Если бы в один прекрасный день ты пришел ко мне и сказал, что оставил Ангелу, ушел от нее навсегда, что тебе безразлично, что с ней будет, как она будет жить одна, ты даже денег ей не будешь давать: она зарабатывает достаточно, чтобы прожить, – и не жалеешь ее, не чувствуешь никакой ответственности за нее – ведь все, кто ее когда-нибудь знал, ощущали потребность так или иначе взять ее под опеку, поддержать ее, – что ж, тогда я, может быть, вышла бы за тебя; и все равно просыпалась бы ночью, будила тебя и спрашивала, что тебе снится, потому что я знаю: человек ничего и никого не забывает – дядя Инце и Амбруш, свиньи и Ангела навсегда остаются где-то в памяти и с годами она расползается в человеке, как рак. Ты говорил, что у тебя нет дома, что я не даю тебе дом, от целого моего дня тебе достаются только часы. Но ведь у меня тоже не было дома, у меня был лишь домик, где я спокойно могла побыть с тобой какое-то время – но потом ты всегда уходил, потому что по-настоящему ты не жил там, – собственно говоря, там не жила по-настоящему даже Юли – только ютилась, настороженно и неловко. Во вторник утром Юли сообщила, что уходит от меня; я очень обрадовалась, это было единственное доброе дело, на которое она оказалась способна.

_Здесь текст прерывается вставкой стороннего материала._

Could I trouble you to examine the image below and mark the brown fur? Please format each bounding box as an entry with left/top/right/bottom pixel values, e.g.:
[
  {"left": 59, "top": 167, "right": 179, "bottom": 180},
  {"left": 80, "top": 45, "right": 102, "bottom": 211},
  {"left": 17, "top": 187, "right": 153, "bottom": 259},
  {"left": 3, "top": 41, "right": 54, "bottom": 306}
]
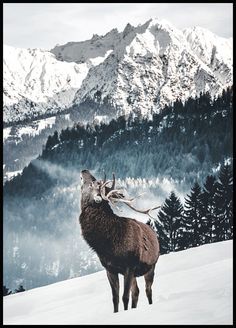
[{"left": 79, "top": 169, "right": 159, "bottom": 312}]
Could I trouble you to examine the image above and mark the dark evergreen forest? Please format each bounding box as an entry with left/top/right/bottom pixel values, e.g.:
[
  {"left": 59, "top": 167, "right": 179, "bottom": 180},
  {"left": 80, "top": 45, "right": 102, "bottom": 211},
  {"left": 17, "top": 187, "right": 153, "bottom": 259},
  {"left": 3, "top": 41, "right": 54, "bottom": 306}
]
[
  {"left": 3, "top": 88, "right": 233, "bottom": 293},
  {"left": 4, "top": 88, "right": 233, "bottom": 197}
]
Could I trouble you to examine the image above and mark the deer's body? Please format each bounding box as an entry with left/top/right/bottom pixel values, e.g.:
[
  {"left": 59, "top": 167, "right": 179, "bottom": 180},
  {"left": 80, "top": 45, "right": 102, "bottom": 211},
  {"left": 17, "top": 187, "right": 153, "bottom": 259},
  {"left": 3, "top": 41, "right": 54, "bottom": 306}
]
[
  {"left": 79, "top": 170, "right": 159, "bottom": 312},
  {"left": 80, "top": 203, "right": 159, "bottom": 277}
]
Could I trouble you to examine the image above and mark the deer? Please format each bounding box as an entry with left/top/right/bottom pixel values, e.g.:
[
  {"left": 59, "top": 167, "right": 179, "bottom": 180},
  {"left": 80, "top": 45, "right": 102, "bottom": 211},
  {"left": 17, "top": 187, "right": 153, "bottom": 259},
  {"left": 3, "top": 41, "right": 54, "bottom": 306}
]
[{"left": 79, "top": 170, "right": 160, "bottom": 312}]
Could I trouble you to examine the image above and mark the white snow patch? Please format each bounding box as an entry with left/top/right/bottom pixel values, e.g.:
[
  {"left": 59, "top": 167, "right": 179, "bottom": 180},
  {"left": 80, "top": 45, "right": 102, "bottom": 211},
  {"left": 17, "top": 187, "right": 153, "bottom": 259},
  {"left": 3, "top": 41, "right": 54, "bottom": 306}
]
[
  {"left": 3, "top": 127, "right": 11, "bottom": 141},
  {"left": 3, "top": 241, "right": 233, "bottom": 325},
  {"left": 6, "top": 170, "right": 23, "bottom": 180}
]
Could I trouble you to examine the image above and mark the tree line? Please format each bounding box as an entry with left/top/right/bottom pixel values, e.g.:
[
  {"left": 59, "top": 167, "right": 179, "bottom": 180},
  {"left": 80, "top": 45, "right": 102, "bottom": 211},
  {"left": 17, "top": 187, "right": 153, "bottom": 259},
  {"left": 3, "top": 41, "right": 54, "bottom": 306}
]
[{"left": 147, "top": 164, "right": 233, "bottom": 254}]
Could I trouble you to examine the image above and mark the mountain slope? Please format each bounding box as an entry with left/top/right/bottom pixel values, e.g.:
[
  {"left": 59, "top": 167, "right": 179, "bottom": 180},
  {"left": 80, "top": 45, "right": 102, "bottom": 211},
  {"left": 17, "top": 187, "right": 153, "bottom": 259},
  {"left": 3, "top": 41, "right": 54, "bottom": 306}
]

Пока мы бежали через больничный двор, из-под жакетки у Ангелы выбилась какая-то цепочка. А потом, когда я вышла из твоей палаты, осветив Ангелу, стоящую возле дверей, я увидела на длинной золотой цепочке кулон; на шее у Ангелы висел, доставая ей почти до пупка, подснежник, и выглядел он так, будто прежде его носил кто-то гораздо более полный, чем Ангела, у кого на большой груди кулон этот висел на естественной высоте. И тут в памяти у меня всплыл твой детский снимок, подаренный мне – единственная вещь, которую Юли добросовестно протирала в моей комнате; ты сидишь на руках у матери, исподлобья глядя в объектив, а за твоей белокурой головой, на могучей груди матери, висит какое-то старинное украшение. Выйдя из твоей палаты, я засмеялась совсем не над Ангелой – но ведь там ничего нельзя было объяснить. Я не могла не смеяться, потому что однажды спросила у тебя, куда делся этот кулон, и ты ответил: потерялся, и перевел разговор на другую тему, – и теперь, когда я увидела его на шее у Ангелы, в такой момент и в таком месте, я просто не могла удержаться от смеха. Я не над Ангелой смеялась, а над тем, как же тебе было плохо со мной, если ты так научился лгать; и еще над тем, какое же я все-таки чудовище.
46
Из песни безумной Офелии («Гамлет»). Перевод Б. Пастернака.
47
Перевод Б. Пастернака.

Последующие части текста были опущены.